Wednesday, September 14, 2016

Aether and Aeromancy: Sight, Cloak and Throne

"Every day is followed by every night."

The first bit was easy enough. The little mnemonic phrase unlocked Maralda's spell. She felt the words whirl around her. They altered the air. They bent light around Maralda's body.
The tingling of the Invisibility spell always tingled her mind a bit. Maybe it was the change in light around her. Either way. Maralda now could move hidden from view. Her mouth whispered the words over and over, constantly weaving the spell as she moved.
Not by sound or scent. Sound she could handle.
"Hopefully my perfume won't set off those Gnolls." She thought. Then Maralda almost cursed herself for almost saying her thought out loud and interrupting the spell.
She spoke the spell, invisible, and moved in to spy on the Spice Khan...

Magic in #Crux.  Here is a bit on the seven schools of sorcery I'm drawing this from.

Sight of Aeromancy

Sobriquets: Clairvoyance, Farsight
Cost: 1 Aether
Duration: One Scene

Currents of air extend the senses of the caster.  Air bends light to magnify vision.  Winds carry sounds from greater distances.  Even at night, the spell can enable the mage's senses to extend for miles around them.  It can extend any human sensory output, decided when the spell is first cast.  It lasts for about a scene before the spell's energy fades.

There are two problems with Farsight.  First, is that the mage still must be able to understand or survive what they are sensing.  Extending sight is helpful, but if what they look at could overwhelm them or confuse them, it doesn't matter.  Extending eyesight and looking into the sun will still blind one- perhaps faster because Farsight directs so much more.

The second problem is that other spells can easily break or counter Farsight.  Often, any magic that can alter wind can also interfere with Farsight's ability to tweak air currents.  Magic disruptive spells, like those based in fire or others, may flat out kill the spell by burning it out of an area it is reaching into.

Cloak of Aeromancy

Sobriquet(s): Invisibility, Veil
Costs: 1 Aether and the mage must keep their mouth moving as part of the spell
Duration: Concentration

Aeromancy's most audacious, famous and well-known spell.  To become invisible is to fulfill so many fantasies for some.  With a word, air cloaks the subject from vision.  But Invisibility can do more than that.  It can cloak sight, sound, smell, and even touch.  A few have been said to be able to weave invisibility spells that cloaked the sense of balance of those who walked upon the cloaked building.

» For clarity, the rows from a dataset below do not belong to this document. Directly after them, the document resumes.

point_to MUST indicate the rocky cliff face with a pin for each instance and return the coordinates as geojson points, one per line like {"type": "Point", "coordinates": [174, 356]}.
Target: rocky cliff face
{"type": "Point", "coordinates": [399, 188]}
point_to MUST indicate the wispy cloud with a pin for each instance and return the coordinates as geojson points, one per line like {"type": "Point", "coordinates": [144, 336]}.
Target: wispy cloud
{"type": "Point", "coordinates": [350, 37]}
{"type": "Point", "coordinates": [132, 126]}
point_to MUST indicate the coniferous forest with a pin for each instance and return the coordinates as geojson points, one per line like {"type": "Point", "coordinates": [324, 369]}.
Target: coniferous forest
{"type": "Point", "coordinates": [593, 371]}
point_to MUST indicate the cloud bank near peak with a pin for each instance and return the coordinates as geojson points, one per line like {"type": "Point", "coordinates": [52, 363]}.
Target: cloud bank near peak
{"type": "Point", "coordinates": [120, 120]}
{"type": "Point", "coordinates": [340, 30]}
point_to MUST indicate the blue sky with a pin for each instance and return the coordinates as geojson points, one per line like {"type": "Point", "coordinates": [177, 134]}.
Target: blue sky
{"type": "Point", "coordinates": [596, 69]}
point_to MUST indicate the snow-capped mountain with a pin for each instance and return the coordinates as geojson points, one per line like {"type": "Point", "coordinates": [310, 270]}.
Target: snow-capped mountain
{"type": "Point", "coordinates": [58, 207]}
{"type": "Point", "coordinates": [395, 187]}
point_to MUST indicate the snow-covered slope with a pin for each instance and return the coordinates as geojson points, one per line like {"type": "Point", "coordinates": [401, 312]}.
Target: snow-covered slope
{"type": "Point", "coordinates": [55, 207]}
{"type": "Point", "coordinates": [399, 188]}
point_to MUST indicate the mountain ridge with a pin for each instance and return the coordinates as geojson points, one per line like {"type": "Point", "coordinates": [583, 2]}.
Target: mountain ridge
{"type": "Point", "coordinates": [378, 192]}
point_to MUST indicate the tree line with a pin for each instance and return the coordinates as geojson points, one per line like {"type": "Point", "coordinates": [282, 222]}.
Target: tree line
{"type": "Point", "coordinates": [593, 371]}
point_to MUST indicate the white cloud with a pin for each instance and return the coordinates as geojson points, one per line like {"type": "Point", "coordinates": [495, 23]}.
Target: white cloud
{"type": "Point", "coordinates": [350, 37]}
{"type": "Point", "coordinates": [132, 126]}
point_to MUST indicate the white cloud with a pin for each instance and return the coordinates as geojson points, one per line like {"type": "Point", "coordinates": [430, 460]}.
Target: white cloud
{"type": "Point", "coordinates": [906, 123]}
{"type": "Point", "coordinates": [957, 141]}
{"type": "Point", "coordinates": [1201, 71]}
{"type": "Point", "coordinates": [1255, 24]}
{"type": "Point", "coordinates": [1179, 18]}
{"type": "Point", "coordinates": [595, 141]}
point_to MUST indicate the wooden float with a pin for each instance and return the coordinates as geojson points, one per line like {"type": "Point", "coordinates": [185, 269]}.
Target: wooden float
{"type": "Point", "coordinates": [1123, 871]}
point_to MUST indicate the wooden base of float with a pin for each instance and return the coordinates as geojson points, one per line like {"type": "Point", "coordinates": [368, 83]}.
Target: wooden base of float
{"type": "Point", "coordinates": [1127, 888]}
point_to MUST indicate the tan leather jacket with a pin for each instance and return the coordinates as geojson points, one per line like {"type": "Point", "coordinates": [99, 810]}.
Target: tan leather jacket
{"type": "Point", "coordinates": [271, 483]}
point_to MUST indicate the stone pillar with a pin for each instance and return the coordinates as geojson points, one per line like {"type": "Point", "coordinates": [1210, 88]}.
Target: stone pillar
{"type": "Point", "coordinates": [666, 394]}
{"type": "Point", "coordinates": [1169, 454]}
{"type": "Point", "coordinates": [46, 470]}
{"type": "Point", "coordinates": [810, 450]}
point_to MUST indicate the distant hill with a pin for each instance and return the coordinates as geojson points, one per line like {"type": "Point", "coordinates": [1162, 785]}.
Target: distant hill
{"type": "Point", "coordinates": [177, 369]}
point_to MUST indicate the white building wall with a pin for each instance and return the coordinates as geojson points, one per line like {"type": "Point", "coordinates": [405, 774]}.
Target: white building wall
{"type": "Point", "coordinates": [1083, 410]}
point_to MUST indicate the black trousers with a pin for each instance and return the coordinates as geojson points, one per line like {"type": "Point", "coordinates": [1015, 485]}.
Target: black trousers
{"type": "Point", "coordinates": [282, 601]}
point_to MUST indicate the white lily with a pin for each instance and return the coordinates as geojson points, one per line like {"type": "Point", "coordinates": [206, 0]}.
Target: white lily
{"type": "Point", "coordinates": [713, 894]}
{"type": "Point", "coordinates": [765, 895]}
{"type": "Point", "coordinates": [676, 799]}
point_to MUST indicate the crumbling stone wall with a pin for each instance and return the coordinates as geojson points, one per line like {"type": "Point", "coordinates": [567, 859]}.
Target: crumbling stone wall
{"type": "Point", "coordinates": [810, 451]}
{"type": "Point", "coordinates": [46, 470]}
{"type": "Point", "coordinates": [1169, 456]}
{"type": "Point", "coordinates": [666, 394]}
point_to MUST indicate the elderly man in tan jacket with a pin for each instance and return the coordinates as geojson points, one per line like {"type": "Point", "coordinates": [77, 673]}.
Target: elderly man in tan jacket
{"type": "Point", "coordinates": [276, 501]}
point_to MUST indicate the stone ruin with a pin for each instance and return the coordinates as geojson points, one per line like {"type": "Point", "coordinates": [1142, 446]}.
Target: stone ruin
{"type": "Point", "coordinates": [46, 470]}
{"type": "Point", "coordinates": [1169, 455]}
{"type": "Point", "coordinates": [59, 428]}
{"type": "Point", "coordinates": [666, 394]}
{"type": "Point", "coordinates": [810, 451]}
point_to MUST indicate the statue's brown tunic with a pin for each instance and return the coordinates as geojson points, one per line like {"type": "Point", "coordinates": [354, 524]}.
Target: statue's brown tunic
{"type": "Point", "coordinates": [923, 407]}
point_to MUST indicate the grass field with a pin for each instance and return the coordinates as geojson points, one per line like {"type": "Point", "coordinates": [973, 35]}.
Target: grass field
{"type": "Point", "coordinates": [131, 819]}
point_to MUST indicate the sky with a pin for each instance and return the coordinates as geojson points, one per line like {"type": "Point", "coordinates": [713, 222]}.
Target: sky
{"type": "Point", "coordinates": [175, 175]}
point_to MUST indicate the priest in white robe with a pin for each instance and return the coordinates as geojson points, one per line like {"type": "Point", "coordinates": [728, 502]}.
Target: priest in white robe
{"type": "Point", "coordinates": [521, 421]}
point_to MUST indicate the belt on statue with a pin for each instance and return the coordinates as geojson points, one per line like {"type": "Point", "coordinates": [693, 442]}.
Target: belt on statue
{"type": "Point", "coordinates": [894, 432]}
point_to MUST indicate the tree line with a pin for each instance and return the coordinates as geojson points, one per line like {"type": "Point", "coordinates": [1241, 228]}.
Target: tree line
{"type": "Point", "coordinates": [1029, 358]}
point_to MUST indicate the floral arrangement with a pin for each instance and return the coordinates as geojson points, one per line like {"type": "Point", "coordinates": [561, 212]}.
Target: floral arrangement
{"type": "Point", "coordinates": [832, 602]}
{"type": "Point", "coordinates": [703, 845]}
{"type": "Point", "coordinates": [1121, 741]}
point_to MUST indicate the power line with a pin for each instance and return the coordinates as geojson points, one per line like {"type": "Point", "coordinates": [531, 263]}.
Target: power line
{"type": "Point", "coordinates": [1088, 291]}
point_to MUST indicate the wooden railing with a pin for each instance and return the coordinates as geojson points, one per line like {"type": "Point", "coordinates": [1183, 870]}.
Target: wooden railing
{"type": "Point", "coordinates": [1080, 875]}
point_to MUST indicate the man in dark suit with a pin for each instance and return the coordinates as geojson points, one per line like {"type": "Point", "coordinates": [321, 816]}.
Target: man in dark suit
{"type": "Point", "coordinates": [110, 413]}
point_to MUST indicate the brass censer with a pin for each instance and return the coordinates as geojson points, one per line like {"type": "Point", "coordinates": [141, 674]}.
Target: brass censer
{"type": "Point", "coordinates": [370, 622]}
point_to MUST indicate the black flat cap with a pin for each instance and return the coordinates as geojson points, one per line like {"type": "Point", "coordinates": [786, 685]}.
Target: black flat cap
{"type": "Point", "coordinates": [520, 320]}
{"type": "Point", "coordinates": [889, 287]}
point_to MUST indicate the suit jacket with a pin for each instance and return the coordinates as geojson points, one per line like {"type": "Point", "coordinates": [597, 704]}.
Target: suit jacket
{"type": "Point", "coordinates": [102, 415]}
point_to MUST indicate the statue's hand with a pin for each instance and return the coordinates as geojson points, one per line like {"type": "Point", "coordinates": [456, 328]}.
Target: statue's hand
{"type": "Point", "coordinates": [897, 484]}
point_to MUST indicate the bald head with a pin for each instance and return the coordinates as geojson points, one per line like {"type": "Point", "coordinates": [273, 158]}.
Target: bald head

Invisibility can be cast on any subject or object.  Size is a practical limit.  The spell can be extended to larger and larger objects, but the cost is more aether.  The other cost to casting the spell is the trick to mastering it.  The spell has to dwell in the mage's mouth as long as it is active.  They must constantly speak the spell over and over, putting it into the air.

Once found, invisibility spells are easy to counter.  The best method is to interrupt the mage speaking it.  There are other ways, most often they involve interfering with the words as they weave in the air.  Often such words can be caught with salt or other heavy earth particles.

Invisibility also inhibits the caster's own senses while the spell is active.  It doesn't blind like Ghostsight would blind a Necromancer.  Whatever sense the spell is blocking, it causes the Air Mage trouble to sense that.  Becoming unseen inhibits some of your vision; blocking sound makes your peripherial hearing worse.

Throne of Aeromancy

Sobriquet: Flight
Cost: 2 Aether
Duration: Lasts Until the Caster touches the ground once more

Flight lets the caster fly.  It is hard to control in stormy conditions.  Like running in a storm or swimming against the current of water, one's ability to fly is limited by their ability to move against outside pressures.  By moving higher in the air, it is possible for flying mages to move impossibly fast.  They can move over mountains.  They can avoid all the obstacles that impedes others.

Flight only ends for a mage if they touch the ground once more.  It is possible to use this as a technicality.  Ground requires that the spell is convinced the mage has touched ground.  A single clod of dirt cannot trick it.  On the other hand, touching the steeple roof of a building does.  Flight doesn't care if one has a good hold, it just ends.  The spell itself seems to detest earth, dirt and rock.  A few mad air mages have suggested Flight spells want to pull them far, far away from the ground.  That the spells themselves want to be in and of the clouds.